Partenariat École/Entreprise : Entretien avec une Enseignante à l’ISCAE

«Les partenariats les plus efficaces sont ceux qui portent sur des petites missions de conseil».

Hayat El Adraoui, Enseignante chercheur à l’ISCAE

La Vie éco : Les partenariats écoles-entreprises se développent de plus en plus. En tant que spécialiste, comment expliquez-vous cet engouement ?
Si on prend les métiers du management comme exemple, il y a une tradition d’apprentissage école-entreprise à travers les stages. Les échanges entre jeunes en formation et professionnels ont toujours existé depuis des années. Il s’agit d’un univers où la mise en pratique des acquis et le travail de terrain prennent tout leur sens. Depuis environ une dizaine d’années, les relations école-entreprise se développent de plus en plus. Cependant, elles restent loin de prendre la forme de contrats d’alternance.
Les managers sont généralement plus ouverts à l’échange au détriment de la culture du « confidentiel ». Celle-ci est en train de se dissiper progressivement grâce aux NTIC, l’importance des nouvelles donnes économiques et les pressions de l’environnement obligeant les entreprises à communiquer davantage.
Sur le terrain, même si les appellations changent (partenariats, échanges, collaborations, conventions…), le cadre réglementaire et juridique reste limité. Ainsi, les démarches engagées résultent souvent d’initiatives d’enseignants ou de managers permettant de rapprocher les jeunes du marché de l’emploi. Sans oublier que l’insertion professionnelle représente un argument vendeur des programmes de formation.

Comment les partenariats école-entreprise se développent-ils au Maroc ?
Le terme de partenariat viendrait du vieux français «parçonier» qui désignait un «copartageant». Il est à l’origine du vocable utilisé depuis un certain temps dans le monde anglo-saxon (partner) pour désigner une forme d’associé.
Dans les années soixante, ce terme a été employé dans le monde de l’éducation et de la formation pour désigner matériellement l’accord juridique qui officialise des rapports entre l’école et les partenaires extérieurs.
En France, il s’agit plus que d’une prise d’initiative. Ce terme implique une politique prônée par les instances de l’éducation nationale afin d’inciter les enseignants à développer des pratiques et des types de relation autres avec les membres de la communauté locale, nationale et internationale.

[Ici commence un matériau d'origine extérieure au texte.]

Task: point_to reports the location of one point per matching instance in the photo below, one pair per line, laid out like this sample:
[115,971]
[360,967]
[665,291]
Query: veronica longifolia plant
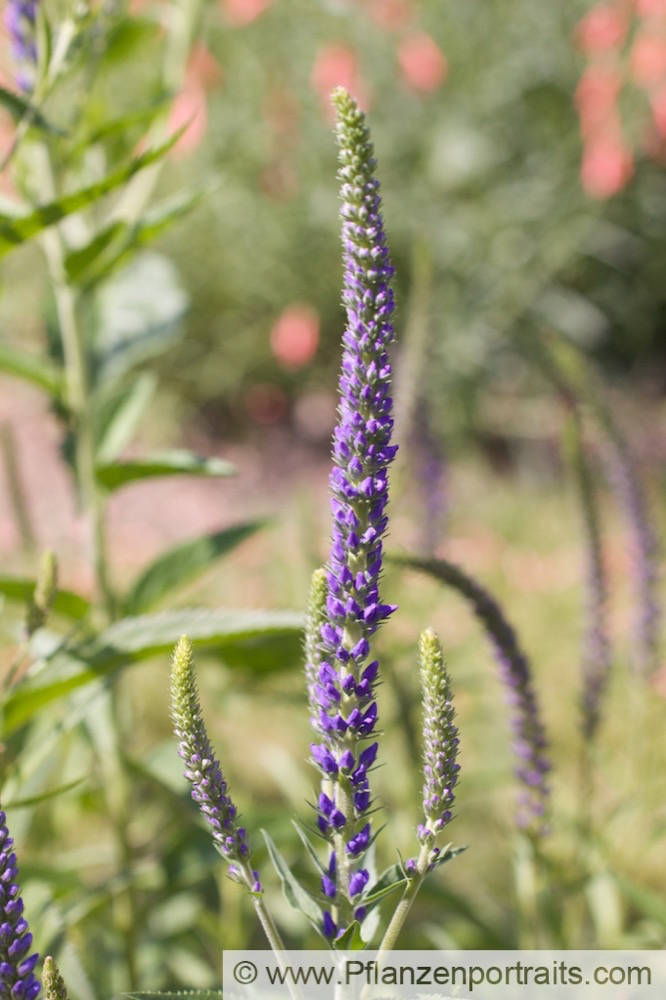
[344,612]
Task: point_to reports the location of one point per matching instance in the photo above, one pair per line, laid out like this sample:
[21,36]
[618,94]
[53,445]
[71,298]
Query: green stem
[404,906]
[77,386]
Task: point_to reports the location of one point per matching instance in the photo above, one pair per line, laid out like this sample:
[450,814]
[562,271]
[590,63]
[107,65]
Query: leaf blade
[179,564]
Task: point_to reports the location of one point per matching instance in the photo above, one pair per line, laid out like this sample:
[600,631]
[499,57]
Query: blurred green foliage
[493,242]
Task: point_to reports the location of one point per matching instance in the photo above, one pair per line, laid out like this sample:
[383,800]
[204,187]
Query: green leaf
[32,368]
[305,840]
[118,414]
[21,108]
[390,879]
[52,793]
[139,314]
[78,261]
[448,854]
[175,567]
[17,230]
[351,940]
[265,640]
[110,247]
[294,893]
[168,463]
[66,602]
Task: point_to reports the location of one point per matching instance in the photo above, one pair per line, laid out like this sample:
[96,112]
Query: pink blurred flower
[422,64]
[189,109]
[648,60]
[295,336]
[607,166]
[240,12]
[336,65]
[602,30]
[651,8]
[203,67]
[265,403]
[390,14]
[596,97]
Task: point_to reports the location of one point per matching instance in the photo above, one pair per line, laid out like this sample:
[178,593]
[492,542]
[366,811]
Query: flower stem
[404,906]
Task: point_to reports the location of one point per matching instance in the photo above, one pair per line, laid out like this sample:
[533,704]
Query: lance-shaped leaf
[22,109]
[65,602]
[36,369]
[15,230]
[295,894]
[112,475]
[257,640]
[174,568]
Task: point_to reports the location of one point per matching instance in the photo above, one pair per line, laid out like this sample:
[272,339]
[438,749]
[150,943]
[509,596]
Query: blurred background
[522,159]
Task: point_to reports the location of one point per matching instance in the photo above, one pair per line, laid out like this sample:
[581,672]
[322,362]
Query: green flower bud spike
[440,766]
[41,602]
[316,617]
[52,982]
[209,789]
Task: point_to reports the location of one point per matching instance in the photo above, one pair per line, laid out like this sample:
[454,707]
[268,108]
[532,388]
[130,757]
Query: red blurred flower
[295,336]
[596,97]
[648,60]
[651,8]
[336,65]
[602,30]
[189,109]
[422,64]
[240,12]
[607,166]
[265,403]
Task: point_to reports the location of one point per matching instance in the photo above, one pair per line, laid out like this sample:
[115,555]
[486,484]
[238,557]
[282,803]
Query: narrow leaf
[351,940]
[139,314]
[32,368]
[66,602]
[268,640]
[180,564]
[172,463]
[388,881]
[15,231]
[21,108]
[305,840]
[52,793]
[294,892]
[118,415]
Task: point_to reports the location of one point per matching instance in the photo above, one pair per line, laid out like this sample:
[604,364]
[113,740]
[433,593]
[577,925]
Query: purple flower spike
[209,789]
[21,19]
[342,685]
[16,976]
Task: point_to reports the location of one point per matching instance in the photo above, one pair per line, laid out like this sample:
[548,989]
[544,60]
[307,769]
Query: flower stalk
[344,695]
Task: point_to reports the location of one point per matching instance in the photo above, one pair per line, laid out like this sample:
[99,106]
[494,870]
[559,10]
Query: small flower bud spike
[52,981]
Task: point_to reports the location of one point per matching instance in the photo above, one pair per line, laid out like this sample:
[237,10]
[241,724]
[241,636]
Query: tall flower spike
[52,981]
[362,453]
[209,789]
[530,743]
[440,740]
[21,19]
[17,979]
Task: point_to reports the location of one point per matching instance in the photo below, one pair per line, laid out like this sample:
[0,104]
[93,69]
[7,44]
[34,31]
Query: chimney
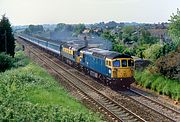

Par conséquent, comment repenser et faire évoluer le métier de l’enseignant ? Dépasser la logique de transmission du savoir aux enseignés et aller vers un rôle de coordinateur qui travaille au sein d’une équipe pédagogique en nouant des réseaux et des liens avec d’autres acteurs dans et en dehors de l’établissement de formation.
Au Maroc, également, le décret n° 2-96-793 du 11 chaoual 1417 (19/02/1997) portant statut particulier du corps des enseignants-chercheurs de l’enseignement supérieur l’indique clairement quand il définit le rôle de l’enseignant (art. 4) : «Les enseignants-chercheurs : établissent des échanges d’informations et de documentations et une coopération scientifique avec les instituts, centres et organismes de recherche similaires nationaux et étrangers, avec les collectivités locales et les secteurs économiques et sociaux; participent à l’encadrement des projets de fin d’études et des travaux de terrain». Cependant, dans la pratique, le management des établissements ne suit pas l’orientation de ce décret et le peu d’initiatives portées par les professeurs reste insuffisant et souvent mal récompensé.

Quels bénéfices a-t-on pu tirer de ces expériences, aussi bien pour votre établissement que pour les entreprises partenaires ? Et quels genres d’exemples avez-vous développé au sein de l’ISCAE ?
n Sur le terrain, les partenariats école-entreprise les plus efficaces sont ceux qui favorisent un travail sur des petites missions de conseil dans lesquelles les étudiants et les professeurs prennent leur part, et celles qui permettent des passerelles entre l’école et le monde extérieur, notamment les employeurs potentiels pour des postes ou pour des stages. A l’ISCAE, en plus des stages, des projets à impact professionnel sont réalisés pendant les études. Ces derniers illustrent concrètement le fonctionnement des partenariats. Ainsi, à l’ISCAE de Rabat, certains DRHs de grandes entreprises ont accepté de vivre avec nous une expérience d’encadrement pour réaliser de vraies missions sur des questions d’actualité sur la GRH. L’intérêt du traitement de ces questions préoccupe au premier rang les DRHs partenaires qui font travailler les étudiants que j’encadre personnellement afin de préparer des livrables d’une qualité qui n’a rien à envier à ceux des grands cabinets de conseil.